Premier jour, «Amm Ismaïl» prend le matériel de son nouveau boulot. Un sceau, une étoffe pour le lavage quotidien de l'escalier, un tuyau pour le lavage des voitures garées aux alentours de l'immeuble. Ce n'était pas dur pour lui de se réveiller tôt. Là-bas, dans son village, il ouvrait les yeux à la première lueur de l'aube. Il enfile sa djellaba et se dirige en tout hâte vers son champ. Le sourire radieux, l'âme enchantée, l'espoir ne le quittait pas. Ici, au Caire, il commence sa journée même avant l'aube. Première tâche: acheter les journaux à tous les habitants (là il faut bien se rappeler qui veut quoi, autant de personnes autant de goûts, chacun attend un journal différent de l'autre, selon son idéologie). Puis, il passe chez le laitier et le marchand de foul (fèves cuisinées du coin) pour acheter le petit déjeuner à un locataire célibataire ou une mère de famille en manque de temps. Vers 7h, c'est l'heure du lavage des voitures, un peu de temps avant la descente en masse des fonctionnaires occupant l'immeuble.

Qui dit que ce métier est confortable, sans exigence? Qui prétend que les concierges sont des êtres avaricieux sans scrupules, qui sont là pour divulguer vos secrets et extraire votre argent? Bien sûr il y en a de tout. Cependant, pour la majorité, les portiers en Egypte, sont misérables, aux rêves frustrés et aux attentes importantes. Ils se sont heurtés à une réalité amère, la ville n'est pas faite pour eux. Ils doivent faire flèche de tout bois pour en fin de la journée ramasser quelques sous d'ici et d'autres de là pour subvenir à leurs besoins. Ils doivent piocher jour et nuit, jour en fin de compte les mauvais habitants le traitent de bolosse et les bons locataires se compatissent avec lui, le comblent de leur «excédent» et lui offrent leur «surplus».

«Bawab» (nom arabe de portier) ce mot suffit à lui seul de blesser son amour-propre. Par litote, on tend dernièrement à l'appeler «gardien d'immeuble» pour ne pas stigmatiser ses enfants dans le quartier où ils vivent ou dans l'école où ils s'assoient coude-à-coude avec leurs voisins du même quartier (si jamais notre concierge était chanceux de pouvoir admettre ses fils, ou du moins un d'eux, à l'école publique du coin).

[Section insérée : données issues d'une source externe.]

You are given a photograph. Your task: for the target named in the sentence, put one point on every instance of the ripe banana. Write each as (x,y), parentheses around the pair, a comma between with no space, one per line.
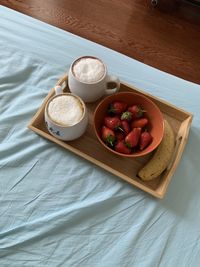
(161,158)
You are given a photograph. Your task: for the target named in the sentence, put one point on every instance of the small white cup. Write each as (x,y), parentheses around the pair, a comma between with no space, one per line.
(63,132)
(90,92)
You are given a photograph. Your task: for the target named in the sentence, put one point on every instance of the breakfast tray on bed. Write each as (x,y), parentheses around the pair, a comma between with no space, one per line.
(89,148)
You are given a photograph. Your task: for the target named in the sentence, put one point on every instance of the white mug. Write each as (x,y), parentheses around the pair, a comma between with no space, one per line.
(64,132)
(91,91)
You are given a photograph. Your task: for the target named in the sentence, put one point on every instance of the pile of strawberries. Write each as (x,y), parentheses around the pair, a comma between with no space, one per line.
(125,129)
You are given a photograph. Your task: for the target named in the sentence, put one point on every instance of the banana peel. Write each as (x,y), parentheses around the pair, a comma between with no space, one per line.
(162,156)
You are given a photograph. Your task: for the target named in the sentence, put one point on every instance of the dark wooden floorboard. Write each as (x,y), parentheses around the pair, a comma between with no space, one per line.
(166,37)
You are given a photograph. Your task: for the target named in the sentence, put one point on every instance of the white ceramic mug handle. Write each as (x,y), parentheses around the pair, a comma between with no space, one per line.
(58,90)
(112,79)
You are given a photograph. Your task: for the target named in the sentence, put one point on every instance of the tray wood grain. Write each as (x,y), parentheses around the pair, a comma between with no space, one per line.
(88,146)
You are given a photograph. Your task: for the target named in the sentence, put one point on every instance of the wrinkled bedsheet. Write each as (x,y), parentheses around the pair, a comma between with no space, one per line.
(57,209)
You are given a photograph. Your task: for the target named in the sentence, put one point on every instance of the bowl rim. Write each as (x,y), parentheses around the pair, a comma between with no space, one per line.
(135,154)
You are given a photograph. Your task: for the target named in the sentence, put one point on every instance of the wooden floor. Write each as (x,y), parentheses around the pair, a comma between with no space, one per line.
(166,37)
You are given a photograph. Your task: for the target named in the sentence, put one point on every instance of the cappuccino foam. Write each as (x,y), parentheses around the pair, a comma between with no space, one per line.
(65,110)
(89,70)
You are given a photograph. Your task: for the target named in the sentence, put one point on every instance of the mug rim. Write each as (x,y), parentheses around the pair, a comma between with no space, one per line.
(73,63)
(61,125)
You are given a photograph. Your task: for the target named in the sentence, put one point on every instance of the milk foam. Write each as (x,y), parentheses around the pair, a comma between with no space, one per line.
(65,110)
(88,70)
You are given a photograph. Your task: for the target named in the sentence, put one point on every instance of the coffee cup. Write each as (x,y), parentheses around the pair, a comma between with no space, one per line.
(66,115)
(88,78)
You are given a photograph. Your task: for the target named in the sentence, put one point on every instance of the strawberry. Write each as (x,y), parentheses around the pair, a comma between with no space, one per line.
(119,136)
(114,123)
(122,148)
(139,123)
(145,140)
(117,107)
(133,137)
(108,136)
(126,127)
(127,115)
(137,112)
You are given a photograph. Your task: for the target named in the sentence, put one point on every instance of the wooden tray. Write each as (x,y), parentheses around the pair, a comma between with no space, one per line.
(89,147)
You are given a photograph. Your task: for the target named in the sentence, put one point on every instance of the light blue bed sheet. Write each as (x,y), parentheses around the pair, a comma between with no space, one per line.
(57,209)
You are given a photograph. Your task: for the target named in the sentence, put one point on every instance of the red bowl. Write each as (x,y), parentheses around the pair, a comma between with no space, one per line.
(153,113)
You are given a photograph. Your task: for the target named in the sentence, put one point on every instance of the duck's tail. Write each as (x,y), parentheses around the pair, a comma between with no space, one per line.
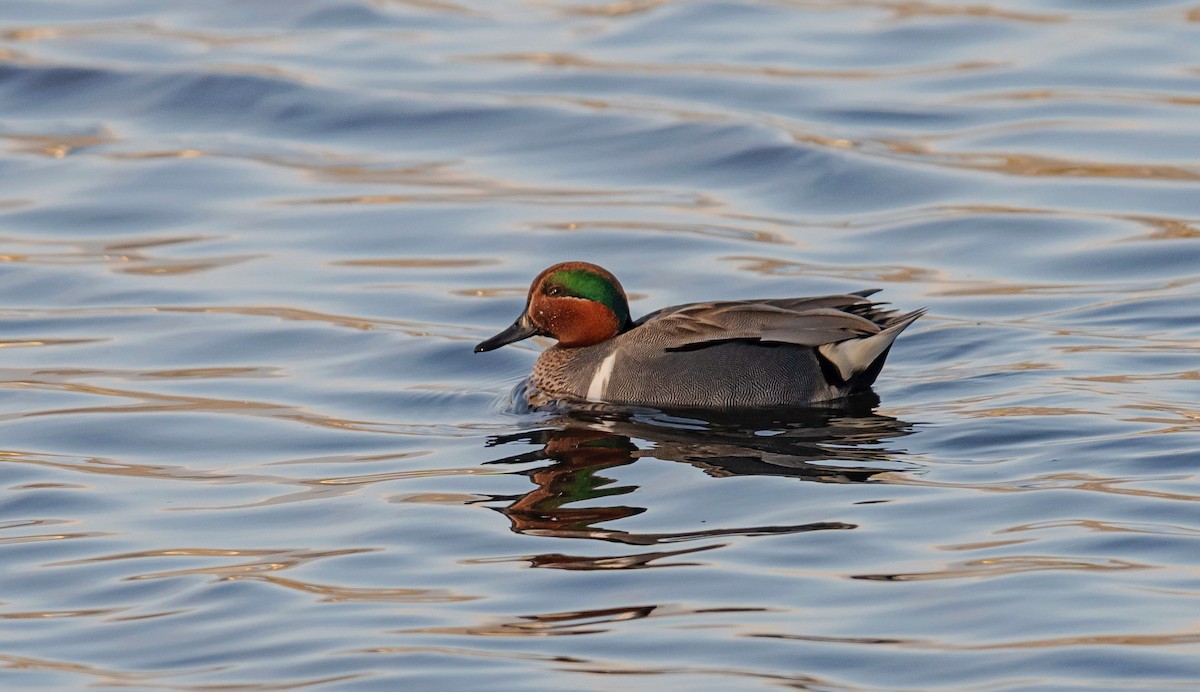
(859,360)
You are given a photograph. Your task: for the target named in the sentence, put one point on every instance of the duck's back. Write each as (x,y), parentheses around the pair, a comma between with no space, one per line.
(729,354)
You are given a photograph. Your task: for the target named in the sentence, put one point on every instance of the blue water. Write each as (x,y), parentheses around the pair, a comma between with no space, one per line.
(249,247)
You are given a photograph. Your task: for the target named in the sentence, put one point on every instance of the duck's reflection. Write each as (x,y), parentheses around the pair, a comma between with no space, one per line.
(834,445)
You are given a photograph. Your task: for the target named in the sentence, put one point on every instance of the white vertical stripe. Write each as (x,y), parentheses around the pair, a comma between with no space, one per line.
(600,380)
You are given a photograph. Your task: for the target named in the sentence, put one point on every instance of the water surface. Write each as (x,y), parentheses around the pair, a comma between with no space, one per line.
(249,247)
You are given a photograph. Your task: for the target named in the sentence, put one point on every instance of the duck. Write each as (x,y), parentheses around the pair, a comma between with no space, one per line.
(727,354)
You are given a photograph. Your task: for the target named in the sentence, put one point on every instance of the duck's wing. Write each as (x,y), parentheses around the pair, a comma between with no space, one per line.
(810,322)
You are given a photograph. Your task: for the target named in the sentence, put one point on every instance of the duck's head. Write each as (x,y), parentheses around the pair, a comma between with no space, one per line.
(575,302)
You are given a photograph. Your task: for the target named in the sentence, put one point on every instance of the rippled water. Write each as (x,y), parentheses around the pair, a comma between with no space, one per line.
(249,247)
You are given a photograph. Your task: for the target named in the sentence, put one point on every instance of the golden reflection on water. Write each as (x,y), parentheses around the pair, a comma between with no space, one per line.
(682,68)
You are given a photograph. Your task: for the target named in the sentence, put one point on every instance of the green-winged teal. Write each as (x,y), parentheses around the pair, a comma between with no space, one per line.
(725,354)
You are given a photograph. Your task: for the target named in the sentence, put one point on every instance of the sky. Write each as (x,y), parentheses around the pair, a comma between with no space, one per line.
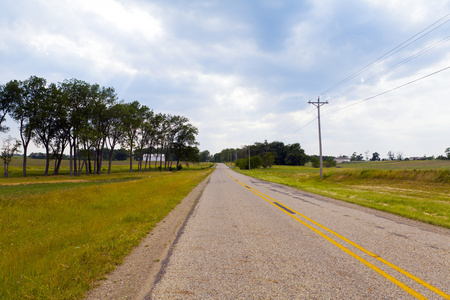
(244,71)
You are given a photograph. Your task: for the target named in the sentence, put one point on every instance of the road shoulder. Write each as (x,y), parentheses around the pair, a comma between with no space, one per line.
(135,278)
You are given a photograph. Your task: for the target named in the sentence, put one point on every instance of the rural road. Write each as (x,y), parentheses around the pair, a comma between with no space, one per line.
(250,239)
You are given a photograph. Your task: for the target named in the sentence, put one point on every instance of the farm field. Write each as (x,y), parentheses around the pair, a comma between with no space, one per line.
(60,234)
(418,190)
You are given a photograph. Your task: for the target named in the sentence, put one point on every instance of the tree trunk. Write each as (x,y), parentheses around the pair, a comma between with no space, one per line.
(47,163)
(71,157)
(110,159)
(131,158)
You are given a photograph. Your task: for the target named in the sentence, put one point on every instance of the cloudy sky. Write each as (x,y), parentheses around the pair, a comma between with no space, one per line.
(244,71)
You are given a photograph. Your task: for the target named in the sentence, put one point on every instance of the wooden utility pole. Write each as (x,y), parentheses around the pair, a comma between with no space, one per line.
(318,104)
(249,157)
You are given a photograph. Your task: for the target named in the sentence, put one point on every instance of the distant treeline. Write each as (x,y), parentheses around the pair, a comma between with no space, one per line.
(267,154)
(87,119)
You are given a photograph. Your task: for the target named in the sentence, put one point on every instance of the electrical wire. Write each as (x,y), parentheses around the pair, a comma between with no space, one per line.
(394,66)
(391,52)
(388,91)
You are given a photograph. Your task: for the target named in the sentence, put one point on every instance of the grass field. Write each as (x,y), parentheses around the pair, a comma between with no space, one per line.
(418,190)
(36,167)
(59,234)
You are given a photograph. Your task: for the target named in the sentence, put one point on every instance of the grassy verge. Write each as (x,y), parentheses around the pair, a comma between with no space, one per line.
(36,167)
(58,238)
(421,193)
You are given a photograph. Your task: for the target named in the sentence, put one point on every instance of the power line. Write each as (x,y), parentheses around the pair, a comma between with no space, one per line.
(391,52)
(394,66)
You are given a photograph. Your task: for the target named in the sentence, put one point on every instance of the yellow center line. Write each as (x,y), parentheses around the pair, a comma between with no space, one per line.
(289,211)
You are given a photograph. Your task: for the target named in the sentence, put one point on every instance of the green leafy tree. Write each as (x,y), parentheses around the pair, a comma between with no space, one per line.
(10,147)
(10,95)
(25,112)
(315,162)
(204,156)
(295,155)
(131,121)
(268,160)
(375,157)
(356,157)
(185,141)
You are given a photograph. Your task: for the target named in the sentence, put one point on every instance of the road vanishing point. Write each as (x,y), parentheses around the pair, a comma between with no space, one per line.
(250,239)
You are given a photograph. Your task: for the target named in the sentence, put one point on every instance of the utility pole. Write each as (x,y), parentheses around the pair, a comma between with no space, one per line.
(249,157)
(318,104)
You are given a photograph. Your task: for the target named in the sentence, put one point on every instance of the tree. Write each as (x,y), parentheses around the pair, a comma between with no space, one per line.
(10,94)
(268,160)
(295,155)
(33,90)
(185,140)
(315,162)
(391,155)
(10,147)
(131,120)
(205,156)
(77,94)
(114,130)
(356,157)
(375,157)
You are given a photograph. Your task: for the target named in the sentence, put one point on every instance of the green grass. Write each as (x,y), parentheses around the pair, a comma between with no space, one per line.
(59,235)
(36,167)
(418,190)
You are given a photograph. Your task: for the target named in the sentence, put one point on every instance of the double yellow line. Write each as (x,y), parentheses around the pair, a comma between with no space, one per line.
(294,215)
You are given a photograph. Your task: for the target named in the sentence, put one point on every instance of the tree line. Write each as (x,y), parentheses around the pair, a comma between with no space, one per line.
(86,119)
(265,154)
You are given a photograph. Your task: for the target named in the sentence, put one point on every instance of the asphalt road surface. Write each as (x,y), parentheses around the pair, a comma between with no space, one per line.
(250,239)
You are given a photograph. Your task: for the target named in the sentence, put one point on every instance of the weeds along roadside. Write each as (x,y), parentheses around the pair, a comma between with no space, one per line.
(56,243)
(419,194)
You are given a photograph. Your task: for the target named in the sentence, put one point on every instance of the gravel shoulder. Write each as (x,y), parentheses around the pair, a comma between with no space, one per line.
(135,278)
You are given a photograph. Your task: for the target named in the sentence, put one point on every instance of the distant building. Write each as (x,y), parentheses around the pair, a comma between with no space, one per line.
(153,157)
(342,159)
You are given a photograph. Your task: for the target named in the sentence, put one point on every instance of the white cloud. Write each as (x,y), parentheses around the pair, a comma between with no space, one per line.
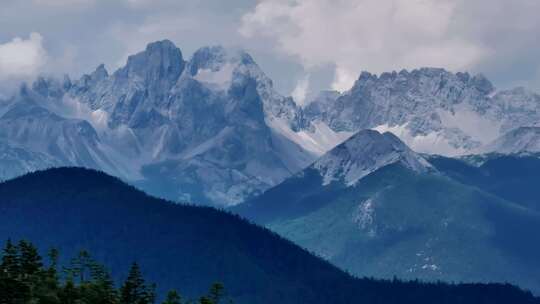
(64,3)
(374,35)
(301,90)
(21,58)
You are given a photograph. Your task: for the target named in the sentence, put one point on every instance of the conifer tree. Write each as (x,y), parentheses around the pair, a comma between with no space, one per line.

Un gardien d'immeuble est tel est gardien de but. Il est censé défendre son entrée des intrus, comme fait le joueur de foot à l'approche d'un ballon de l'équipe adverse. Pourquoi on le maltraite? Est-ce de sa faute d'être né dans la pauvreté? Qu'est-ce qu'on lui reproche au juste? De vouloir améliorer son statut social, en croyant à tort que s'installer dans Oum El Donia, ajoutera à son prestige, et lui forgera une place éminente dans cette société de fous matérialistes, de ces entichés de diplômes et de vie de luxe? Ce n'est aucunement sa faute. C'est assurément le fruit d'une longue incurie de la part de l'Etat. Un régime ne s'intéressant qu'aux riches, appauvrira davantage cette hors-caste injustement défavorisée.